Holland – Sim. Também estamos mudando os nossos tratamentos e, com isso, vemos o mesmo em muitos países: há cada vez mais crianças com esses problemas, sobrevivendo mais tempo e sendo diagnosticadas mais tarde. Há doenças comuns em determinados países – mesmo em partes do Brasil –, como a malária e a tuberculose, cuja frequência está declinando. Mas, quando observamos as doenças de populações de países industrializados, vemos cada vez mais gente sendo diagnosticada mais tarde na vida, porque elas estão sobrevivendo na infância.

Agência FAPESP – Como variam as possibilidades de sobrevivência em relação à idade? Isto é: se o paciente conseguir alcançar determinada idade ele está a salvo?
Holland – Acho que a resposta é em parte sim, em parte não. Como se sabe, tudo em nós se torna menos interessante à medida que envelhecemos. As crianças estão sempre lá fora brincando, na lama, na água, na poeira, no mato, sempre fazendo alguma coisa. Quando ficamos adultos, passamos nossas vidas em nossas casas e de lá vamos para nossos escritórios trabalhar. Não ficamos tão expostos a partes difíceis do ambiente como ficávamos quando éramos crianças. Então, por um lado, quando chegamos a uma certa idade, estamos menos expostos. Por outro lado, quando ficamos mais velhos, se há danos associados com nossas doenças – danos no fígado, no rim, ou no pulmão –, essas toxicidades e danos vão se acumulando com o tempo.

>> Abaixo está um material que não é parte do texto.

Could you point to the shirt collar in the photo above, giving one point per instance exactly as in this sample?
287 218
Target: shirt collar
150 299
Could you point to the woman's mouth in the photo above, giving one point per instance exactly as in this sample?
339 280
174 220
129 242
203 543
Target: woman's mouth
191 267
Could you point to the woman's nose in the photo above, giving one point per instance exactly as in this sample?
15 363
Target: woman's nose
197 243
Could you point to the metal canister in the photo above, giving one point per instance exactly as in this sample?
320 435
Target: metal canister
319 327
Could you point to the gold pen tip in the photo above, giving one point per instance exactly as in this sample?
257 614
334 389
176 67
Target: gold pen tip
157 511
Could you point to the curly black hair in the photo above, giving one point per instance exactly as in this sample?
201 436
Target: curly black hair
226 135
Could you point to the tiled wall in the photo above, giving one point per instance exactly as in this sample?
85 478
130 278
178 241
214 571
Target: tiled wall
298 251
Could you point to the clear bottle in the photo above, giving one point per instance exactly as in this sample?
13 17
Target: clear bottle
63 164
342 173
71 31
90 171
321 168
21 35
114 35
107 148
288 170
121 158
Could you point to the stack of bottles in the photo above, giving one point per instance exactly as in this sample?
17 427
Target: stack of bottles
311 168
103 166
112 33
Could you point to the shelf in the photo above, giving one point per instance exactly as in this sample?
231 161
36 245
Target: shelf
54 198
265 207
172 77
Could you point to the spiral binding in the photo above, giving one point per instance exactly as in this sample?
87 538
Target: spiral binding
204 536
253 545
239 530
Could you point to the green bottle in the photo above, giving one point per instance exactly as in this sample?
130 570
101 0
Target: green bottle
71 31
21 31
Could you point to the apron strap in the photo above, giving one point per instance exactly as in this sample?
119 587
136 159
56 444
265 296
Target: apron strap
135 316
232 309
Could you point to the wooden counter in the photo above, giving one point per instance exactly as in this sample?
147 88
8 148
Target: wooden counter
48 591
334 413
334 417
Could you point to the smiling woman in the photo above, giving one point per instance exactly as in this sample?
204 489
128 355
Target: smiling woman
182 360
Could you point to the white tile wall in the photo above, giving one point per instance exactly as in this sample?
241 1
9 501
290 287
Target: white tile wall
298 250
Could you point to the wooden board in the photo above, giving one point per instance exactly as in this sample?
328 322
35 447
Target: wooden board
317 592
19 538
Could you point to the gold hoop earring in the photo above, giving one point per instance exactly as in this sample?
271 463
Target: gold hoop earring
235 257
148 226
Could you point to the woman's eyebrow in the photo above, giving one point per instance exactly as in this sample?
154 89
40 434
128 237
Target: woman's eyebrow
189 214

Agência FAPESP – A pessoa fica menos exposta e se torna menos resistente?
Holland – O problema é que, embora a nossa exposição ao ambiente possa diminuir, o acúmulo de danos pode continuar crescendo. Temos uma vida irregular. Nosso corpo acumula certos níveis de dano conforme envelhecemos e, na imunodeficiência, temos diferentes tipos de danos baseados na desregulação imune. Algumas coisas podem melhorar e outras piorar.

Agência FAPESP – Além dos diagnósticos e tratamentos, a investigação das rotas e mecanismos das doenças também é um desafio importante?
Holland – São desafios, mas estamos fazendo o melhor que podemos e temos aprendido muita coisa. O Brasil também está fazendo um trabalho excepcional nessa área. Estamos no caminho certo, embora ainda tenhamos muito trabalho pela frente.